Outsideness allows participants in a cross-cultural dialogue to see a clear distinction between themselves and others, to open-up for and appreciate differences and diversity in thinking and understanding, without trying to force one’s own way of knowing and one’s own truths on those one interacts with. Outsideness can help participants in transdisciplinary research broaden their horizons of understanding, learn new things and critically evaluate their prejudices. All this requires that participants in transdisciplinary research with different worldviews, cultures and historical practices recognize such diversity as productive and enriching.
Pitfalls and challenges
Our perspective also highlights the challenges and pitfalls associated with cross-cultural dialogue and emphasizes that participants in transdisciplinary research must be aware of these. Examples include:
- dialogue can be abused to camouflage hidden agendas or can be instrumentally used as a lubricant for implementing predetermined solutions.

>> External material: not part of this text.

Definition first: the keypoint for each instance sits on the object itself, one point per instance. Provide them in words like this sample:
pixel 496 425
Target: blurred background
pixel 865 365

- the fact that non-scientists often see scientists as authorities when it comes to knowledge can lead to a teacher-student relationship where non-academics can look up to scientists, agree with everything they suggest, and view statements from scientists as unquestionable truths, leading to less trust in their own—possibly more valid—ways of knowing.
- The choice of communication language (often English) can produce asymmetries, misunderstandings of concepts and difficulties for non-native speakers in expressing their ideas, suggestions and objections.

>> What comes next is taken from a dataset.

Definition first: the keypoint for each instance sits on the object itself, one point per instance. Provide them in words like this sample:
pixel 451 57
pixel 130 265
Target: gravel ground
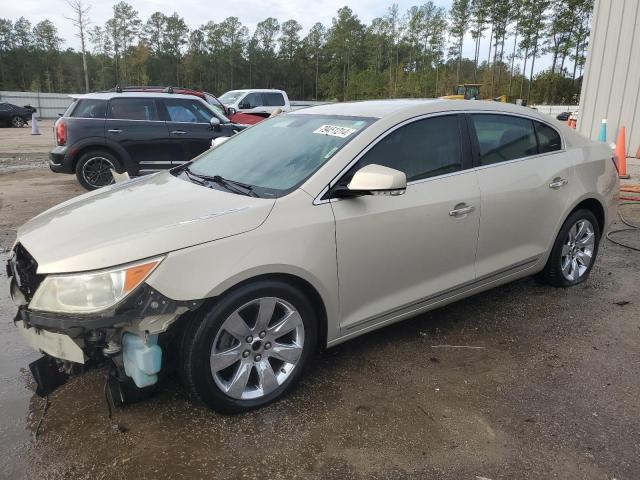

- Judging the other person’s perception of reality based on one’s own understanding and seeing differences between partners (cultural, linguistic, mindset, etc.) as a sign of weakness are further examples of common pitfalls that may occur when dialogic interactions are established.
It is of key importance that participants in cross-cultural dialogues are aware of these challenges and pitfalls and that the process of interaction is attentive to power asymmetries.
Questions to the reader
What are the challenges and pitfalls that you see in fostering fruitful cross-cultural dialogues across diverging ways of knowing in your own transdisciplinary work? What obstacles to achieving knowledge equity in transdisciplinary research have you experienced and how did you tackle these? Please share your thoughts in reply and let’s start a dialogue.
To find out more:
Roos, R. and van der Sluijs, J. (2025). Bridging different ways of knowing in climate change adaptation requires solution-oriented cross-cultural dialogue. Frontiers in Climate, 7: 1544029. (Online – open access) (DOI): https://doi.org/10.3389/fclim.2025.1544029
Use of Generative Artificial Intelligence (AI) Statement: Generative artificial intelligence was not used in the development of this i2Insights contribution. (For i2Insights policy on generative artificial intelligence please see https://i2insights.org/contributing-to-i2insights/guidelines-for-authors/#artificial-intelligence.)
Biography: Roxana Roos PhD is a Norwegian transdisciplinary researcher working in the field of environmental change. She has worked in various international projects where she studied researchers’ practices of engagement with local communities. At present she is a researcher at the Cultures Environnements Arctique Représentations Climat (CEARC) research centre of Université de Versailles Saint-Quentin-en-Yvelines (UVSQ), a constituent university of the federal Université Paris-Saclay, France, working in the CLIMArcTIC project “From regional to global impacts of climate change in the Arctic: an interdisciplinary perspective”. Based on fieldwork in Northern Norway she applies a social science approach to elicit potentially actionable ways of knowing within local arctic communities, and to study their knowledge needs and user perspectives regarding the deployment of so-called “climate services.”